Diğer taraftan, aracı kurumdan alınan hizmetin en iyi gayret veya bakiyeyi yüklenim yöntemiyle olmasına göre halka arzdaki düşük fiyatlama düzeyi değişebilmektedir. Cho (2001), düşük fiyatlamanın en iyi gayret yönteminde daha fazla ortaya çıktığını, bunun sebebinin de bakiyeyi yüklenim yönteminde halka arz hasılatının garanti olduğunu ve bu nedenle firmanın arzuladığı fiyat üzerinden aracı kurumla pazarlık yapabildiğini, en iyi gayret yönteminde ise firmanın halka arzın başarısını garantilemek için fiyat indirmek zorunda kaldığını söylemektedir. Bu durumda bakiyeyi yüklenim yöntemini seçmek firma açısından avantajlı görünmekle birlikte, bakiyeyi yüklenim yönteminde aracı kurum firmanın gerçek değerini tespit etmek için daha fazla bilgi toplamak zorunda kalacak, bu da aracılık maliyetlerini ve dolayısıyla aracılık komisyonunu artıracaktır. Bu durumda firma, en iyi gayret ve buna bağlı olarak düşük fiyatlama ile bakiyeyi yüklenim ve buna bağlı olarak yüksek aracılık komisyonu arasında bir tercih yapmak zorunda kalacaktır.

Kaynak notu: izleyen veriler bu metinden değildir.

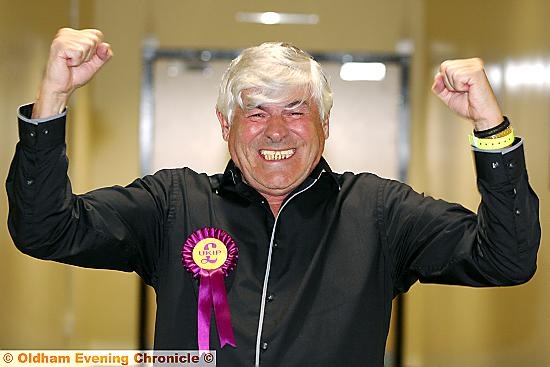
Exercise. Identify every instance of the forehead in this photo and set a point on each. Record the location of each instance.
(290, 97)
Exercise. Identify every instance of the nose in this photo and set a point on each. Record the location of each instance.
(276, 129)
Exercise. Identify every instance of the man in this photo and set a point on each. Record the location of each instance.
(320, 255)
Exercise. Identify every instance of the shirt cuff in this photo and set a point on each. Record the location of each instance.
(40, 133)
(25, 113)
(500, 166)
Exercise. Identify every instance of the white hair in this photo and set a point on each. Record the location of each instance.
(268, 72)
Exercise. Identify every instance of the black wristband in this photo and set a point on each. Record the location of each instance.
(492, 131)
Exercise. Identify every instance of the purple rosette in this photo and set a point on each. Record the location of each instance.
(210, 254)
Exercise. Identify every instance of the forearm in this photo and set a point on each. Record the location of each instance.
(438, 242)
(46, 220)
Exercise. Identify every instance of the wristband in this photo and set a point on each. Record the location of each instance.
(489, 144)
(495, 130)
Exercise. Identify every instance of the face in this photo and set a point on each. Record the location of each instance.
(276, 146)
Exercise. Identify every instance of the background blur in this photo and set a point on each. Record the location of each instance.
(46, 305)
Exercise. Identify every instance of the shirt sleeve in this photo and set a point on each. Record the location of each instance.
(112, 228)
(434, 241)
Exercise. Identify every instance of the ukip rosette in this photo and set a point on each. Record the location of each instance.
(210, 254)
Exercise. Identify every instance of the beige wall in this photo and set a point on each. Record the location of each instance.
(53, 306)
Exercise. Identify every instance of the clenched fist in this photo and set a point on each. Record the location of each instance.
(463, 86)
(75, 56)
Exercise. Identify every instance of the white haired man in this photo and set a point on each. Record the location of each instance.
(312, 258)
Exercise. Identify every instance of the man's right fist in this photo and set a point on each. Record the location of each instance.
(75, 56)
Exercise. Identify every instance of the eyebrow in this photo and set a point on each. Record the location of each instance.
(296, 103)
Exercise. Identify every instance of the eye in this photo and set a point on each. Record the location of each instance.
(257, 115)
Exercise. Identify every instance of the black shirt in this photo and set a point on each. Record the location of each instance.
(312, 286)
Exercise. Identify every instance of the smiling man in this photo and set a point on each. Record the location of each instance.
(298, 264)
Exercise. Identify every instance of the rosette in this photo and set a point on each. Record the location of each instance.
(211, 254)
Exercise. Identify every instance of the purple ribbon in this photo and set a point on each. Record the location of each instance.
(212, 287)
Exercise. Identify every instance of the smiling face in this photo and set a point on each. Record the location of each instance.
(276, 146)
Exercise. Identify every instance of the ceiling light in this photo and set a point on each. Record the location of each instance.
(271, 17)
(372, 71)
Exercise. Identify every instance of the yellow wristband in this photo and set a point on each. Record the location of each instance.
(489, 144)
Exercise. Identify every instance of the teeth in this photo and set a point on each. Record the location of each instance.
(272, 155)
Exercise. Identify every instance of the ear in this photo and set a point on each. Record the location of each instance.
(225, 125)
(325, 124)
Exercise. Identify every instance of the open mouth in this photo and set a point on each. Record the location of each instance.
(276, 155)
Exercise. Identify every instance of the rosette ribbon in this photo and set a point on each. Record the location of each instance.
(210, 254)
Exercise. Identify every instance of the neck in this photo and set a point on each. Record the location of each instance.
(275, 203)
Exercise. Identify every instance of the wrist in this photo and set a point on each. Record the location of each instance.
(49, 104)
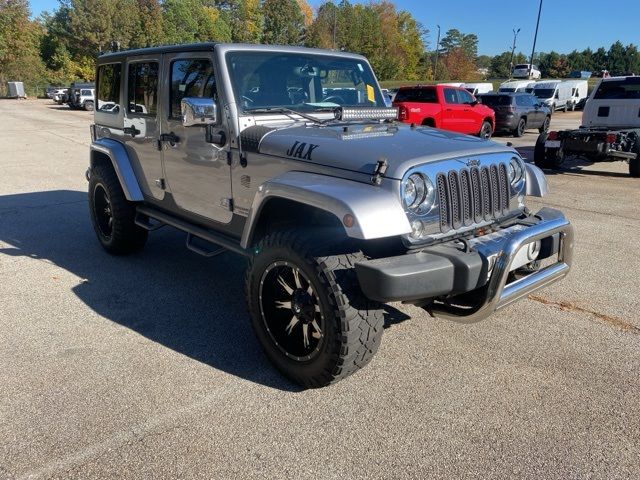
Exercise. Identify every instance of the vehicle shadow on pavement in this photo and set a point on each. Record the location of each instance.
(166, 293)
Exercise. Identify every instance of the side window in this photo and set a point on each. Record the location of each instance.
(142, 95)
(450, 95)
(464, 97)
(108, 96)
(190, 78)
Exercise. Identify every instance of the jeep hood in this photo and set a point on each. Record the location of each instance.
(359, 147)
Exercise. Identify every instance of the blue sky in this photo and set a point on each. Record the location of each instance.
(565, 24)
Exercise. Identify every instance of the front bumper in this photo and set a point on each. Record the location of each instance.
(446, 271)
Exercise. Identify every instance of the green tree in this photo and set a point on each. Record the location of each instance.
(186, 21)
(454, 39)
(500, 64)
(20, 46)
(632, 58)
(148, 31)
(283, 22)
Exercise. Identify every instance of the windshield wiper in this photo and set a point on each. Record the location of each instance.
(286, 111)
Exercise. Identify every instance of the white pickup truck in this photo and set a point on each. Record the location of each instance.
(610, 129)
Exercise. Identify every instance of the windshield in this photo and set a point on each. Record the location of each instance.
(544, 92)
(495, 100)
(417, 95)
(301, 81)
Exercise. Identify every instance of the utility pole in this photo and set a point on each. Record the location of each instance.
(513, 49)
(435, 68)
(335, 23)
(535, 38)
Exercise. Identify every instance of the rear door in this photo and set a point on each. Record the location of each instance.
(141, 125)
(471, 118)
(197, 173)
(452, 111)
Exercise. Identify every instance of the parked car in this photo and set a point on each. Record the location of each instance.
(446, 107)
(337, 207)
(53, 91)
(57, 94)
(478, 88)
(516, 86)
(584, 74)
(81, 96)
(526, 70)
(579, 93)
(556, 94)
(517, 112)
(610, 129)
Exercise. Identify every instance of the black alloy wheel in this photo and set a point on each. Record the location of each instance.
(291, 311)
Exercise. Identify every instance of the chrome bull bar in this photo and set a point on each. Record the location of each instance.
(499, 294)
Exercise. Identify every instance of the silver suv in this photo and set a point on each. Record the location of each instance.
(290, 157)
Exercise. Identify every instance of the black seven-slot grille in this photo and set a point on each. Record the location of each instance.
(472, 195)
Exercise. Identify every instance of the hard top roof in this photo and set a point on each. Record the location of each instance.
(209, 46)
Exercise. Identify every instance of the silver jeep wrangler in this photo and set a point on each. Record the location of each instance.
(289, 157)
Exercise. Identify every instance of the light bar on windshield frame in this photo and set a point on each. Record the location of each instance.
(365, 113)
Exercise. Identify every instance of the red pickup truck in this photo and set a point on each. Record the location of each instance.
(445, 107)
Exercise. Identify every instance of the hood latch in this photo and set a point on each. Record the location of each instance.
(380, 170)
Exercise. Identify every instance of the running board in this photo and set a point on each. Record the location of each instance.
(192, 231)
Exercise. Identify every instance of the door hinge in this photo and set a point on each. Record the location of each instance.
(227, 203)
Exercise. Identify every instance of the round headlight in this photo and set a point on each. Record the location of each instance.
(410, 193)
(516, 171)
(418, 193)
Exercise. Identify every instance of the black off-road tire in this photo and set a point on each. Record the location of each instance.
(353, 324)
(486, 130)
(544, 128)
(519, 130)
(549, 158)
(122, 236)
(634, 163)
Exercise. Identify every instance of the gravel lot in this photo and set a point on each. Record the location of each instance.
(145, 367)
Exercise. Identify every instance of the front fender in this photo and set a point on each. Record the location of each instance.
(121, 164)
(377, 212)
(536, 181)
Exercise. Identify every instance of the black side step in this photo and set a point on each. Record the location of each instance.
(193, 231)
(144, 221)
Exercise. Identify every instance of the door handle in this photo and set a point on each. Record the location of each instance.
(171, 137)
(133, 131)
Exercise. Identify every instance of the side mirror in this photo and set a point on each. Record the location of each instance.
(198, 111)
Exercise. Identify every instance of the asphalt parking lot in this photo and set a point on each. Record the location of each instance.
(145, 366)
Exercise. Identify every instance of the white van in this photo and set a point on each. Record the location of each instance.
(522, 71)
(478, 88)
(579, 92)
(517, 86)
(555, 94)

Brau ve Fawcett’in (2006) yaptıkları amprik çalışmaya göre, firma yöneticilerinin aracı kurum seçimindeki en çok itibar ettikleri faktörler; aracı kurumun genel imajı, içinde bulunulan sektöre ilişkin deneyimi, araştırma kapasitesi ve kurumsal müşteri tabanı olarak ortaya çıkmıştır. Sürpriz bir şekilde, ödenecek komisyonun tutarı, aracı kurum seçimine dair karar alma sürecinde çok daha az öneme haiz olmuştur.